Communication: Attempting to Define the Undefinable

The definitions of communication are as muddled as their roots. With Plato, Aristotle, Harold Laswell, John Dewey and other philosophers/thinkers piling on top of each other's notions we receive a convoluted picture of what communication should be. Thankfully, media theorist James Carey's article "A Cultural Approach to Communication" can break it down into two distinct spheres, at least in the Western tradition of thought. These are the transmission and ritual views, and they embody what I see as the great debate of communication: is it a scientific or human study?

To borrow from Carey's definition, the transmission view of communication views the topic as more of a concrete process. It is the act of sending out messages and symbols over a certain distance for purpose of control over space. In that light, we look at an example like China, that has enlisted its "Great Firewall" to block certain bits of information from its people. This exhibits control over the communications getting to Chinese citizens, and uses communication as a tool of power.

Transmission relates to another theory that gained popularity when communication research was brought to the forefront, information theory. Developed by Claude Shannon and Warren Weaver, information theory invovled breaking down the process of communication to its technical and even mathematical roots. Instead of earlier thinkers like Laswell, who thought communication was simply a one-way process of sending a message from a sender to a receiver, Shannon and Weaver considered the possibility that a message could be altered or interrupted in its journey from sender to receiver, thereby coming up with the term 'noise'. Also, they reasoned that messages, once being received, will have a certain level of feedback to the sender, because a receiver does not simply receive a message, but will respond in some way, shape or form.
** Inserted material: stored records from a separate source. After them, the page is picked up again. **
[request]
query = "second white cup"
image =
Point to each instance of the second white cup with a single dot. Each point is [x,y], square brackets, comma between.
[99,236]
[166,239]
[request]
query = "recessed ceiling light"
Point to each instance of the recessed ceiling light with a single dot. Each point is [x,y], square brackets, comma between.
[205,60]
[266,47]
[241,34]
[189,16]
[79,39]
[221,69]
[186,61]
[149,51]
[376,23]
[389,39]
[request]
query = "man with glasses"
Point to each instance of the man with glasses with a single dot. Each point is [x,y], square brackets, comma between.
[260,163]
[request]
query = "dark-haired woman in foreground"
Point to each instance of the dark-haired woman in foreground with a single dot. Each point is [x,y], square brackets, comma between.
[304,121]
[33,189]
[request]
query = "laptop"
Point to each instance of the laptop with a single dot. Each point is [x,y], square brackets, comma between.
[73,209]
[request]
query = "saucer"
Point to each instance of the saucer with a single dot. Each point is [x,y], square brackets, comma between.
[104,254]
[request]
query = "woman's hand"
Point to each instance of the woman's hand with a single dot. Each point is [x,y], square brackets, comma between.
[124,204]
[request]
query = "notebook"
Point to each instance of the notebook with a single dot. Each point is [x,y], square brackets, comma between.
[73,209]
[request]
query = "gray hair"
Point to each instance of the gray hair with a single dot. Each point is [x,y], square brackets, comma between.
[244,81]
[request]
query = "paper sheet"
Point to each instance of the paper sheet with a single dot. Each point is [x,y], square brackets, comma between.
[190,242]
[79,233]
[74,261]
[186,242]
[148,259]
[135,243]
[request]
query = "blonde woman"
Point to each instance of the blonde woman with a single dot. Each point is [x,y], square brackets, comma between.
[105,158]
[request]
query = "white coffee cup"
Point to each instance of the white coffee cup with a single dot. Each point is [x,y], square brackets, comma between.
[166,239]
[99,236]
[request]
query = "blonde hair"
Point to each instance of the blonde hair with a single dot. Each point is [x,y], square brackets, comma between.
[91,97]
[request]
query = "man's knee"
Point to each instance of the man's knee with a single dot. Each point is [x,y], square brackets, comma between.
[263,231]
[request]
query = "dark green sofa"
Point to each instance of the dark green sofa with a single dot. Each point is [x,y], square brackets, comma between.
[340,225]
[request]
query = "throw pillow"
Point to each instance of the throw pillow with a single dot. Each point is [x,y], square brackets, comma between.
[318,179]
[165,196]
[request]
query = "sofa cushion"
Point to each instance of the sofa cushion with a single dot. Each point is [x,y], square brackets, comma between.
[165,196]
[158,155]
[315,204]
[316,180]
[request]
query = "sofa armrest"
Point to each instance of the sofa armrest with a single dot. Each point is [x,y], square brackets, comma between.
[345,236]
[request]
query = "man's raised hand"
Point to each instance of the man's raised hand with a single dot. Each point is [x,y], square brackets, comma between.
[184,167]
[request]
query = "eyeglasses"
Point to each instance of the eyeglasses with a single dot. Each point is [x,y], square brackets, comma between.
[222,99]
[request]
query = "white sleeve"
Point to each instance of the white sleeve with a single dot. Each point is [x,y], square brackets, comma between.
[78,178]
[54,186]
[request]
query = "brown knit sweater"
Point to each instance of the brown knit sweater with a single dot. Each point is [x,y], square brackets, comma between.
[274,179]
These views are systematic and technical in that they were developed to be thought of in the same way as a ballistic missile aiming for a target or nodes in a computer network communicating with one another. There is a starting point A, a destination point B and the route at which something travels, along with potential obstacles in the way.
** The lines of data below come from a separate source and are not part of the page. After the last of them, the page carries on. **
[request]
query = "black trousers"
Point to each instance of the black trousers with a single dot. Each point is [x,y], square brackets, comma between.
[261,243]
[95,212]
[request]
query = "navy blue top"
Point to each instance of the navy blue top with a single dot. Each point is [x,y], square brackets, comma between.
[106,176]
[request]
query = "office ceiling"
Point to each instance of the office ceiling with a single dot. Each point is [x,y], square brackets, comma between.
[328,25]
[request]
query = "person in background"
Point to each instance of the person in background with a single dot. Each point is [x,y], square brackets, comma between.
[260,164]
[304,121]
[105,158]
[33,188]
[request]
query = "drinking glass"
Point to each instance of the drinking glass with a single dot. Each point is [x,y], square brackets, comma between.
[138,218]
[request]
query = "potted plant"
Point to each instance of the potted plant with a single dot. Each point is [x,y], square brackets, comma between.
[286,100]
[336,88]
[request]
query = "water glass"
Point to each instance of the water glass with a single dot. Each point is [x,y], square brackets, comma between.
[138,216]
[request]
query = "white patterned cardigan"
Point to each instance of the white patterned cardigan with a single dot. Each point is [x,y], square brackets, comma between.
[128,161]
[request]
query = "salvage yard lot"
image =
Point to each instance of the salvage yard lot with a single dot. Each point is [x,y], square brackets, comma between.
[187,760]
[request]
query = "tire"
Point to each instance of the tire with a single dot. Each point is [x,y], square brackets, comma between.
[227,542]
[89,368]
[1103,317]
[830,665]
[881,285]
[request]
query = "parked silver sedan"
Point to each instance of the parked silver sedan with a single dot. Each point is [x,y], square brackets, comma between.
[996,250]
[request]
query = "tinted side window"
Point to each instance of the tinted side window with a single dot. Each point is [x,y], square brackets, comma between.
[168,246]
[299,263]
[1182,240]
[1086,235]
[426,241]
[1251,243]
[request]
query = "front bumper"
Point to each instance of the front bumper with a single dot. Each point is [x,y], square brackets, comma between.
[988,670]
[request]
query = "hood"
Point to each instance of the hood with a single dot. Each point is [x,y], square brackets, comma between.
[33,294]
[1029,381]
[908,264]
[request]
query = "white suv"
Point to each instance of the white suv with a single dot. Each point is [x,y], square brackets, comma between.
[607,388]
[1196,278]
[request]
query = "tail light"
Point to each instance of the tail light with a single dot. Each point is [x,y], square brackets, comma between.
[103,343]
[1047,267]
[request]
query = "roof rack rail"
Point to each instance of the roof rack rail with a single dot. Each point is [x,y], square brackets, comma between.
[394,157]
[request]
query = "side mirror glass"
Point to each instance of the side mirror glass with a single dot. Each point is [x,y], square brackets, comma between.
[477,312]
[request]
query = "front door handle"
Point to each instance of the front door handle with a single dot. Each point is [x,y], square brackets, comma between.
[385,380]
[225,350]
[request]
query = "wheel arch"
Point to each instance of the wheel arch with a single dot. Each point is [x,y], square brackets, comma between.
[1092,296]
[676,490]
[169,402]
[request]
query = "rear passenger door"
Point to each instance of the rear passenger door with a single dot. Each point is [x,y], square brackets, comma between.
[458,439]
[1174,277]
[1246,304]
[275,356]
Far from the realm of such concrete thoughts is the other classification brought up by Carey, the ritual view of communication. This takes the technical and systematic properties of the topic out of the equation and brings it into a more liberal definition. In the ritual view, communication is seen as a cultural string that ties people together.

Consider the act of watching television in the evening with your family or reading the morning newspaper. Do we participate in consuming this media simply because want to or do we participate in it because everyone else in our American culture does it? Because we feel we belong to a particular culture, we tend to participate in that culture's media or else be excluded from society and the messages/information they provide. This helps us to function as a culture and ultimately identify with one another within common standards and processes of communication. As a result, organization and control is brought about as a collective understanding and bonding of the people, rather than a control of one authority over space.
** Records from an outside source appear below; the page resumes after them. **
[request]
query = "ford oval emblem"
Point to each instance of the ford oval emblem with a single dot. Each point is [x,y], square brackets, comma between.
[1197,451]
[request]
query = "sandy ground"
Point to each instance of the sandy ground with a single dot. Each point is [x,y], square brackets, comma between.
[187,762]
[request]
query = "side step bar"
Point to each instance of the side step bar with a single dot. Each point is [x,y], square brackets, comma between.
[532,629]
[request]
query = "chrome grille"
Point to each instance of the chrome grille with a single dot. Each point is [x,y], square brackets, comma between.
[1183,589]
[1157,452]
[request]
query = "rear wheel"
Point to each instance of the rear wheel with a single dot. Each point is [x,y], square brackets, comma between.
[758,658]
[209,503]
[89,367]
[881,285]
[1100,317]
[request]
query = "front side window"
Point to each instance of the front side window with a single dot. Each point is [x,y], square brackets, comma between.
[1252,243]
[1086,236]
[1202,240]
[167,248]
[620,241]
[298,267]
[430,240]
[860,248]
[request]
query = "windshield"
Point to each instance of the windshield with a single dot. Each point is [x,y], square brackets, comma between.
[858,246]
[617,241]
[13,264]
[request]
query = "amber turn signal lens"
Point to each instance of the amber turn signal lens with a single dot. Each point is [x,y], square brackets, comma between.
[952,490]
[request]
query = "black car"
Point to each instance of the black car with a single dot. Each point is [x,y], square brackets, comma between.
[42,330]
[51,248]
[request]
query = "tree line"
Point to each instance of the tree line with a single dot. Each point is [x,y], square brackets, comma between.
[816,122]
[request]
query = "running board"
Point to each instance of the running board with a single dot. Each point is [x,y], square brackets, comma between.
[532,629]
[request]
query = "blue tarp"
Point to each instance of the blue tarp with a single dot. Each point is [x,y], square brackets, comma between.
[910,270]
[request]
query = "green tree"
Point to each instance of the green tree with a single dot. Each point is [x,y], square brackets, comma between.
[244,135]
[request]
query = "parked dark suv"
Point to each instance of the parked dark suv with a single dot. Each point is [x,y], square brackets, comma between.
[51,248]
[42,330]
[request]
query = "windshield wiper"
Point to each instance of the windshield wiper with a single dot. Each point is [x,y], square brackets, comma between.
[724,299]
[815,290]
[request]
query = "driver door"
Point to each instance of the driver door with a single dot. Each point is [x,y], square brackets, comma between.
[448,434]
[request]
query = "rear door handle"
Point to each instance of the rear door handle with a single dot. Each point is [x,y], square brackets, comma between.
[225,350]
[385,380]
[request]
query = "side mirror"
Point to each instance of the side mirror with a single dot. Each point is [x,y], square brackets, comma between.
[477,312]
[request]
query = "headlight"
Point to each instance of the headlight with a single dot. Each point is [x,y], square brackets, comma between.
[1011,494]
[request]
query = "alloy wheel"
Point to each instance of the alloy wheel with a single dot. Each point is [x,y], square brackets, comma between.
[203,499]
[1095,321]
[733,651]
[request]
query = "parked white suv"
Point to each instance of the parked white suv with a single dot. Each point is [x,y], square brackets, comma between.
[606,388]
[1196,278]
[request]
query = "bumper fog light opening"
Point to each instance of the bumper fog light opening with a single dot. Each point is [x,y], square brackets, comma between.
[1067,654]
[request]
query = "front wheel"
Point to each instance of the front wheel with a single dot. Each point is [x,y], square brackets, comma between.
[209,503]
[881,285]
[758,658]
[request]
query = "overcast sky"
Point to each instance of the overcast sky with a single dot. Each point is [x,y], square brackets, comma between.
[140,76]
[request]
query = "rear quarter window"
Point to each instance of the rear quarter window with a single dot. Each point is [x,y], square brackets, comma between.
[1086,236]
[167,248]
Whether one's view of communication falls more under the transmission or ritual viewpoint, it is important to note that both are constantly being fulfilled in the various communications on a global scale and are inextricably tied together. It is also of importance to remember these are just two theories in the Western thought of communication, and there are many other classifications in other regions of the world where all or none of what has been discussed is relevant. With this in mind, perhaps communication can't be boiled down to a simple definition, it is a different dish no matter where you go.